I don’t feel it would be appropriate to put too much of my own opinion into this discussion (because I happen to be very strongly pro-choice on the matter, having made several attempts including a fair number of Intensive Care Unit hospitalisations myself), but I think it would be appropriate to clear up a particular common misconception which it seems you are currently accepting. Namely, “Suicidal ideation can usually be treated in clinical settings.”
In fact, the literature to date has suggested that modern clinical treatment markedly increases the risk of subsequent attempts. Specifically,
On a population level, the per capita spending on mental health care, the number of hospital psychiatric beds available per capita, etc. have been directly correlated with suicide attempt rate in a population. Moreover, as spending and bed availability increase in the same country, so do attempt rates.

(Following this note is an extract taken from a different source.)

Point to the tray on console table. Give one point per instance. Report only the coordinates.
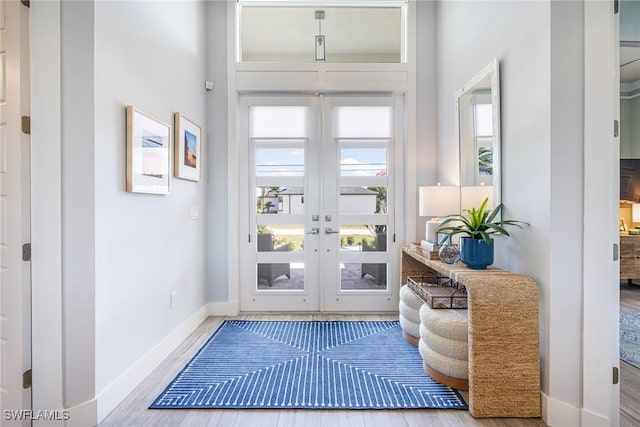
(436, 295)
(504, 355)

On an individual level, patients who receive more treatment paradoxically become more likely to kill themselves the more treatment they receive. Some (many) have suggested this is because more severely ill patients are the ones receiving more treatment, which does not explain why patients who were not initially suicidal also often attempt suicide following major contact with clinical treatment; e.g., it is quite common for a patient hospitalised for a psychotic episode with no known history of suicidal ideation or behaviour to begin making attempts shortly following the hospitalisation.
Having been hospitalised for attempts myself and exposed far too often to the modern clinical system, combined with the best evidence available, I am of the opinion that modern treatment, if anything, increases both the level of suffering in the general population, and the risk of suicide itself.
If I had to propose an explanation for this phenomenon, I would say it’s likely related to the ”...wealth of academic and anecdotal evidence” which “documents how suicides traumatise witnesses (e.g. train drivers, police, paramedics, family and friends).” That is, said trauma is indicative of a self-focused response termed in the psychological profession as “personal distress,” which has been shown repeatedly to sharply reduce empathy and lead to poor treatment of the perceived source of the trauma. The perceived source of the trauma is, of course, the person who is suicidal; the result is quickly and continuously escalating negative outcomes for everyone involved.
This is an interesting post, but I’m perceiving something of a deficit in allowance for individual variation.
Put more directly, three relevant items may differ according to the individual in question. First, target stress. Second, which sorts of inputs increase and decrease current stress level. Third, reaction to increased and decreased stress levels.
I mention primarily because the items noted as calming would not be calming to me, and to a lesser extent because I have the impression my usual target stress level is significantly above usual (the two are likely related: lack of stimulus will increase my feelings of unease rather than decrease them).
That aside, some good points were made.